Monday, May 7, 2007

blond boy in the stroller

Blond Boy in the Stroller
Yesterday my sister rang the buzzer for me, and I ran down and opened the door and smiled at the little blond boy in the stroller. His name is Ethan, and he shone in the sun. They live across 111th street, in Harlem. Unlike me they are here to stay.
I bet when locals see that beautiful little blond boy they feel an era has disappeared forever. When they see that angelic face they know that the days of white fear of Harlem are over. That is how I feel when I see him; its how I feel when I see them see him, or avoid seeing him. They must know, as I do, that Harlem’s power – a power built on legend – is gone. It still has the power to hurt. A few murders of whites may happen. But it no longer has the power to inspire fear. Japanese girls with ratty hair, punky jeans, and never before seen shoes walk down the street.

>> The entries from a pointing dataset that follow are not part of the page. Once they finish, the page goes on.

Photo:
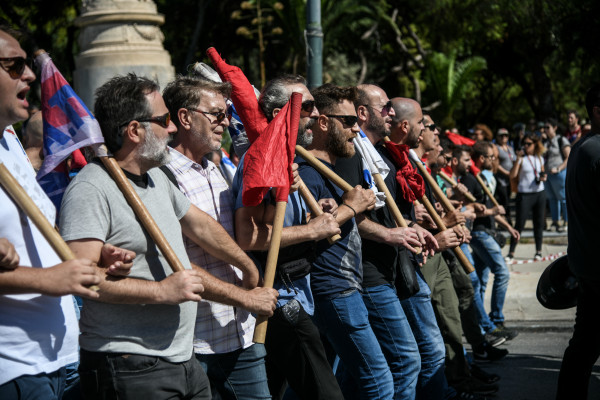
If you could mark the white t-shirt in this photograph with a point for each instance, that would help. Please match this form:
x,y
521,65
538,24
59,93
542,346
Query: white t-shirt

With its myth of danger slipping, Harlem is losing its force field. When whites and Asians stop being afraid, they and their capital will take over. Even if they only take over what had stood as a burned-out shell, won’t the people here still think: I once filled that hell-hole with my thoughts, my angers, my dreams. Now the dream-space is gone, the bricked-up commons enclosed and renovated, and the bums will have to find somewhere else to piss.
All those hipsters priced out of the village like the feeling, a feeling borrowed, of living in a memory called “Harlem.” The place is not what it was. If it were, they would not be here. But if it had not been what it was, they would not get the charge they do. The name earns admiration, even though the force field is down and anyone can just walk in there. The legend, now just a story, still reverberates from memory, for blacks as well as whites. These hipsters signal change.
But its that beautiful blond boy who presents the indubitable evidence, if anyone still doubted. They see him there in his stroller shining in the sun and try not to look.